Le différend est devenu plus urgent en avril, lorsque de fortes inondations printanières ont emporté des portions importantes de la rive où la canalisation 5 croise la Bad River, une rivière sinueuse de 120 kilomètres qui alimente le lac Supérieur et un réseau complexe de zones humides écologiquement délicates.

Les groupes environnementaux qualifient le pipeline vieux de 70 ans de « bombe à retardement » avec un bilan de sécurité douteux, malgré les affirmations contraires d’Enbridge.

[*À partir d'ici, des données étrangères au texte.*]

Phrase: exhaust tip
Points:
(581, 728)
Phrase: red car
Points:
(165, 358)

L’État voisin du Michigan, dirigé par la procureure générale Dana Nessel, s’est également opposé à la canalisation 5, craignant une fuite dans le détroit de Mackinac, la voie navigable écologiquement délicate où le pipeline traverse les Grands Lacs.

La canalisation 5 transporte quotidiennement 540 000 barils de pétrole et de liquides de gaz naturel à travers le Wisconsin et le Michigan, vers les raffineries de Sarnia, en Ontario.

Ses défenseurs, dont le gouvernement fédéral, affirment qu’une fermeture entraînerait des perturbations économiques majeures dans les Prairies et le Midwest américain, où elle fournit des matières premières aux raffineries du Michigan, de l’Ohio et de la Pennsylvanie.

Elle approvisionne également des installations de raffinage clés en Ontario et au Québec et est essentielle à la production de carburéacteur pour les principaux aéroports des deux côtés de la frontière canado-américaine, notamment le Detroit Metropolitan et l’aéroport international Pearson de Toronto.